# Victory Staff 2009



## BamaGirl (Oct 14, 2008)

*Victory Archery Staff*

Thanks for the update. I was so happy to see I made the list. Congratualtions to all who made it. I look forward to meeting as many of you as possible.

Erika Lundeen


----------



## bowtech_babe (Jun 7, 2002)

BamaGirl said:


> Thanks for the update. I was so happy to see I made the list. Congratualtions to all who made it. I look forward to meeting as many of you as possible.
> 
> Erika Lundeen


It was my pleasure to get the word out to all the gals on AT I feel this staff is more balanced than before......YOU GO GIRLS!!!!


----------



## hunt3dokc (Jan 30, 2008)

*Congratulations*

Mary and I are excited to be apart of the 2009 Team.
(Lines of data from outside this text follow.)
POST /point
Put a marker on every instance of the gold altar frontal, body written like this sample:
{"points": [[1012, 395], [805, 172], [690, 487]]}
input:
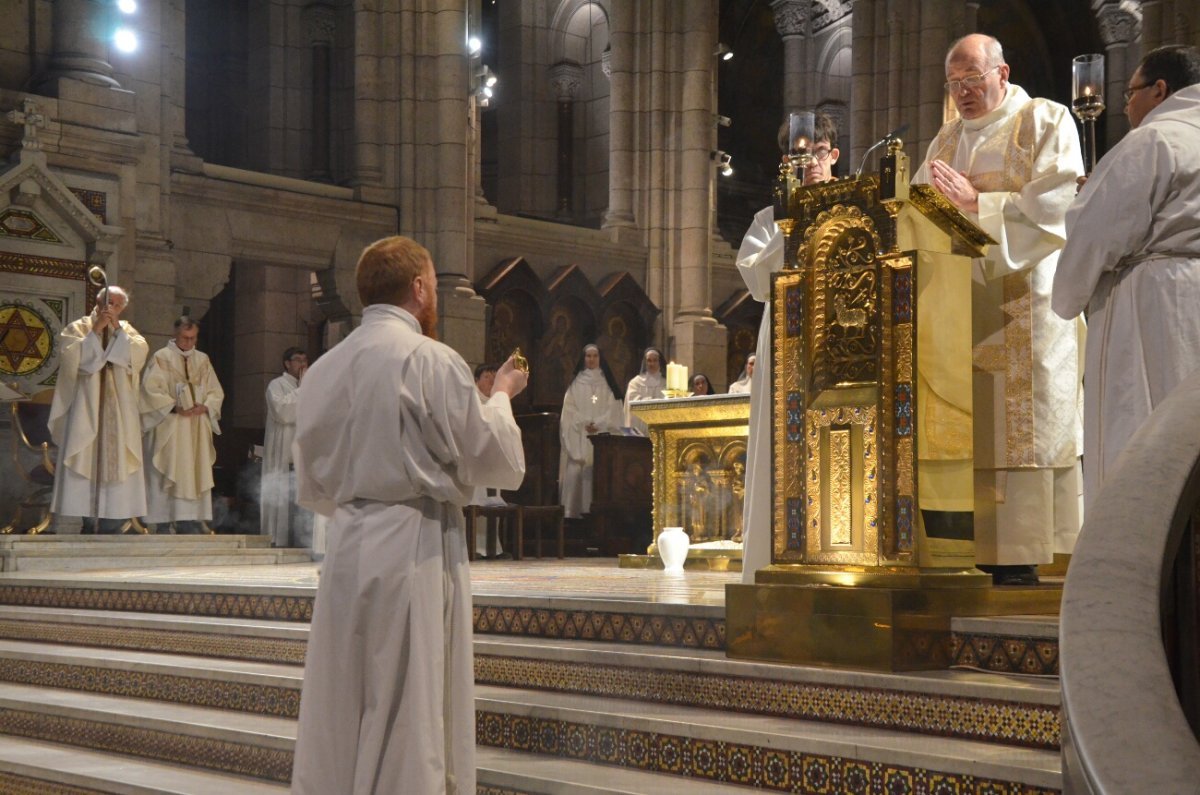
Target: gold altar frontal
{"points": [[870, 333], [700, 455]]}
Thank you Bowtech Babe and Bowjunkie for all your hard work. Speak to you guys soon. Aaron


----------



## Toryjo (Feb 4, 2008)

Hurray Im on the team I cant wait to be part of victory arrows.


----------



## Barb Carlson (Dec 22, 2006)

Thanks for the update. I was so happy to see my name made the list.:RockOn:Congraluation to all who made it. Looking forward to been on the 2009 Advisory Staff Team.:teeth:


----------



## RAZORBACK_GIRL (Jul 6, 2005)

Congrats all!


----------